En el barrio de Boukhalef en las inmediaciones de Tánger, Justice compartía colchón con un grupo de jóvenes somalíes. Se había unido a ellos en Addis Abeba y lo habían tolerado gracias a que dominaba la lengua y las costumbres de sus compañeros de viaje por ser descendiente de somalíes. Los abuelos de Justice habían sido emigrantes, igual que él, y también habían arriesgado sus vidas en busca de un futuro mejor.

Habían hecho escala en Agadez y se habían detenido allí mucho más tiempo del que Justice hubiera deseado. Le explicaron que cruzar hasta Tamanrasset era peligroso, que había que contratar un buen guía y un buen vehículo si querían salir con vida de semejante aventura.

En febrero, por fin, encontraron plaza en un convoy de cuatro jeeps dirigido por un fortachón argelino al cual tuvieron que entregar todo el dinero que pudieron conseguir. La travesía del desierto fue agónica: en cada coche viajaban diez muchachos hacinados y medio asfixiados por las altas temperaturas. Hubo que racionar el agua y los alimentos; dormir a la intemperie temblando de frío junto a las hogueras; repeler a tiro limpio el asalto de varios grupos de bandidos armados; apaciguar los ánimos y evitar las peleas internas.

Justice desconfiaba de todos. Sabía que en el fondo estaba solo en su compañía.

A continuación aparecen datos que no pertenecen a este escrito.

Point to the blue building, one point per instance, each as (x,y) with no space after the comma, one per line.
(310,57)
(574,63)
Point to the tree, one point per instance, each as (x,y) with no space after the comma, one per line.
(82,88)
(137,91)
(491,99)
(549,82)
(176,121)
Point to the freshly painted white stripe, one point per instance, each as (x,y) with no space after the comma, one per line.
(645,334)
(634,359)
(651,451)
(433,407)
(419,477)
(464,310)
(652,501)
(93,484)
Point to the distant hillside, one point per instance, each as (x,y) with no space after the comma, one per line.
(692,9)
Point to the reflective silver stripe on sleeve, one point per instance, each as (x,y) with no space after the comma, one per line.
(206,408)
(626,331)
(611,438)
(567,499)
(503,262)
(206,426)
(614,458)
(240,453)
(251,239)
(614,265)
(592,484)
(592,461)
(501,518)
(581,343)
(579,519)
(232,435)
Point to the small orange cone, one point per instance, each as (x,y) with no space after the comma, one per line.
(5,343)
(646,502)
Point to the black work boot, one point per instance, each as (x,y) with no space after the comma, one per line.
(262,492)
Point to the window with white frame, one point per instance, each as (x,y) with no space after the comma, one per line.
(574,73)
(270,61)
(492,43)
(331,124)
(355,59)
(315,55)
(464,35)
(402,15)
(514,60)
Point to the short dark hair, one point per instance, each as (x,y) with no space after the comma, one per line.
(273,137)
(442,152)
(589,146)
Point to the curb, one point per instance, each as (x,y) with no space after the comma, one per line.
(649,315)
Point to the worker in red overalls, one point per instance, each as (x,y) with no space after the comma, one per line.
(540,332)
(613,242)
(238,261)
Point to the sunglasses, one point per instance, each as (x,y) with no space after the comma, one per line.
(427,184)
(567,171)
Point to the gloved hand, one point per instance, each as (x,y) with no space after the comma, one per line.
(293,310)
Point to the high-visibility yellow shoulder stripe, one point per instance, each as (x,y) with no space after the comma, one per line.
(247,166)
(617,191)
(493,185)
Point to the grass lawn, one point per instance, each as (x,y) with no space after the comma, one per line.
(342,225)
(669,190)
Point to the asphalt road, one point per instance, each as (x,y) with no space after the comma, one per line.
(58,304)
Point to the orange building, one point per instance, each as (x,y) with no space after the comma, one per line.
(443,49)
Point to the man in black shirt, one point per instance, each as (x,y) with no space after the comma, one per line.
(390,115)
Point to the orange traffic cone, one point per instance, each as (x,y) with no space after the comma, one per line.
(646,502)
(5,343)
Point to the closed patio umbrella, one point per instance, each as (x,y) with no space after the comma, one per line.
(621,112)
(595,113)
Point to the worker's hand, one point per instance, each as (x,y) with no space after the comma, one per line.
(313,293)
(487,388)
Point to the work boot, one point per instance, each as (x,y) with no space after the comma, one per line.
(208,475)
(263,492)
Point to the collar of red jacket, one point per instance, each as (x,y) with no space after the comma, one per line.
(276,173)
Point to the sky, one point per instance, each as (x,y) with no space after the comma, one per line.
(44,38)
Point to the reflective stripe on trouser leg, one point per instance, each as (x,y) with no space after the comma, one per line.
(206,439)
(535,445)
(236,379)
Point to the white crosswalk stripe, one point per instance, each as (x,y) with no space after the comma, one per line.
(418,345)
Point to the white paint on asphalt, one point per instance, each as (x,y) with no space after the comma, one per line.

Que las amistades que se hacen en la necesidad, por necesidad se deshacen; y que llegado el caso, nadie se arriesgaría por él.

Pero en las noches oscuras, le parecía ver bailar entre las llamas la melena roja y amarilla de Noelia, la seda de su ropa, su piel tan clara, su amor primero. El miedo a quererle y también a no saber cómo.

La primera vez que Justice atravesó el vientre de África, lo hizo por hambre de pan y aventuras. Esta segunda vez, le movía el amor. Y no hay fuego que caliente más.

Desde Tamanrasset, donde se detuvieron una temporada, todavía quedaban mil quinientos kilómetros hasta Oujda.

Oujda era la ciudad natal de su jefe de expedición. Su familia vivía en una casa grande, con un patio rodeado por una pared de ladrillo, donde daba refugio final a los viajeros. Era parte del trato.

Allí confluían muchos caminos y muchos otros se separaban para siempre. Justice no quiso perder más de una semana viviendo de sopa y pan. En cuanto recuperó las fuerzas, se puso en camino hacia Tánger.

Al verlo partir con la mirada del tigre, hubo tres chavales que se unieron a su marcha. Él les ordenó que volvieran al patio, que no quería responsabilidades. No le obedecieron.

Después de varios días de caminata llegaron al final de su viaje. No encontraron alojamiento en el centro de la ciudad, pero sí en el barrio periférico de Boukhalef, donde alquilaron una habitación para los cuatro. La vigilancia costera se había endurecido muchísimo desde el verano anterior y la ciudad empezaba a desbordarse de subsaharianos como ellos, en lucha por la supervivencia. Como escaseaba el espacio, había que compartir colchón y plato y era una misión imposible conseguir algún dinero trabajando en condiciones infrahumanas para los jefes de las mafias.

Por fin, a mediados de junio, uno de los muchachos somalíes con los que se alojaba los llamó a todos a cónclave y, en voz baja, a pesar del esfuerzo por no saltar de alegría, les contó que la policía marroquí había insinuado que, durante cuarenta y ocho horas, haría la vista gorda a los valientes que estuvieran dispuestos a embarcarse hacia España. Por lo visto, era necesario soltar la espita y dejar salir el gas antes de que la ciudad entera volara por los aires.

—Abren las compuertas, chicos, todo el mundo se está yendo —les relató—. Se van en botes hinchables, en barcas de remos, incluso en embarcaciones de juguete. Los dueños de los pisos ya están quemando colchones y ropa sucia. Nadie se lleva nada. Salen a toda prisa, con lo puesto, mujeres, niños… No hay vigilancia en setenta kilómetros de costa. Ha llegado el momento.

—Entonces es hora de separarse —dijo Justice—. Ya os advertí que yo viajo solo.